In April 2010, CARB adopted a final set of regulations that is now codified at Cal. Code Regs. tit. 17, §§ 95,480-95,490. The LCFS applies to transportation fuels that are “sold, supplied, or offered for sale in California” and “any person who as a regulated party…is responsible for a transportation fuel in a calendar year.” The LCFS applies to a wide range of transportation fuels and technologies including liquid and gaseous fuels such as biodiesel, hydrogen and biomethane. While somewhat comparable to the federal renewable fuel standard (RFS), there are significant variations between the programs.

The LCFS reduces GHG emissions by regulating the full life-cycle carbon intensity (CI) of transportation fuels used in California.  The CI score of a fuel reflects not only GHG emissions created at the time of combustion, but also the GHG emissions associated with its extraction and refining, its transport to California, and any indirect land use change (ILUC) attributed to the feedstock based on GHG land use modeling. Regulated parties (petroleum refiners and importers) must meet an annual standard for CI, which decreases more rapidly in the later years of the program.
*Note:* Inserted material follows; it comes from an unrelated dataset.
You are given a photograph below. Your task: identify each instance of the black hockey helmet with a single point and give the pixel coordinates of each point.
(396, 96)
The increasingly difficult CI requirements and the ability to bank credits drive value for biodiesel producers who supply low CI biodiesel into California. California CI credits may be generated in addition to RINs under the federal renewable fuel standard and create two revenue streams for qualified biodiesel.
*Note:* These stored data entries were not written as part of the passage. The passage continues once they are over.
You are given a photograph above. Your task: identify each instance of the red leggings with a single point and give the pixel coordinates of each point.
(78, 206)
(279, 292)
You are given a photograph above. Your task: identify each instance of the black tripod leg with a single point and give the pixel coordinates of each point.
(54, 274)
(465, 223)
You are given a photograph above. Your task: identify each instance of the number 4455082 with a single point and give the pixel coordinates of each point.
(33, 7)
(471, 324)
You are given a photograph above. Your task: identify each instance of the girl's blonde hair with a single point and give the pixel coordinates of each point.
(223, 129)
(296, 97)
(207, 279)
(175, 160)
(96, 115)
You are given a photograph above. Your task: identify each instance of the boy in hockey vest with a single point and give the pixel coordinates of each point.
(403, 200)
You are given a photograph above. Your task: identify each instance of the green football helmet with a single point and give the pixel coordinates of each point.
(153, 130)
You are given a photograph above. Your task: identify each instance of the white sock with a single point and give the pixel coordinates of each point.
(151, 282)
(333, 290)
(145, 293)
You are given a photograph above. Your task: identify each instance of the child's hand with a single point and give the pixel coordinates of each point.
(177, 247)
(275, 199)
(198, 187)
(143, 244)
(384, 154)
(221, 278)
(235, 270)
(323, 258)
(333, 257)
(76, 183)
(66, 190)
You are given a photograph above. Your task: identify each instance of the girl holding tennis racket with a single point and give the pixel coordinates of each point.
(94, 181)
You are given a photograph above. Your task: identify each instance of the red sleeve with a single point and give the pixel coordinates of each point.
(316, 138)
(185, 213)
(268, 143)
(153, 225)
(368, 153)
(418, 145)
For biodiesel producers, feedstock is the controlling factor of the CI score as it heavily influences the biodiesel’s total GHG emissions. The following table illustrates the wide range of CI scores for biodiesel fuels produced from various feedstocks.

To calculate the value of the LCFS credit that the biodiesel will generate, it is necessary to first determine the GHG reduction that the biodiesel provides as compared to the annual diesel fuel CI score that the regulated parties must achieve. For 2013, that required overall CI score is 93.76. Compared to this requirement, soy biodiesel delivers a modest reduction of approximately 10 grams of carbon dioxide equivalent emissions per mega joule of energy. By contrast, used cooking oil (UCO) provides closer to an 80 gCO2e/MJ reduction and therefore generates about eight times as many CI credits for the regulated parties.

Using an approximate rule of thumb, each 10g of reduction is worth about 1.25 cents per gallon when the carbon market price is $10 per ton. UCO would provide 10 cents per gallon. The recent market range has been in the $30 to $40 per ton resulting in soy generating a value of 4 to 5 cents per gallon and UCO biodiesel providing a 30- to 40-cent credit for the producer. Mixed feedstock producers must follow CARB requirements to account for their blends on a batch basis and cannot apportion the batch so that all the low CI gallons go to California and all the other gallons go to other states.

Notably, soy’s CI score is considerably worse than canola due to the attribution of twice as much ILUC impact to soy as to canola. CARB staff is currently working on reviewing the soy and canola modeling and expects to revise the soy CI score by November, which may result in improved credit opportunity for soy producers.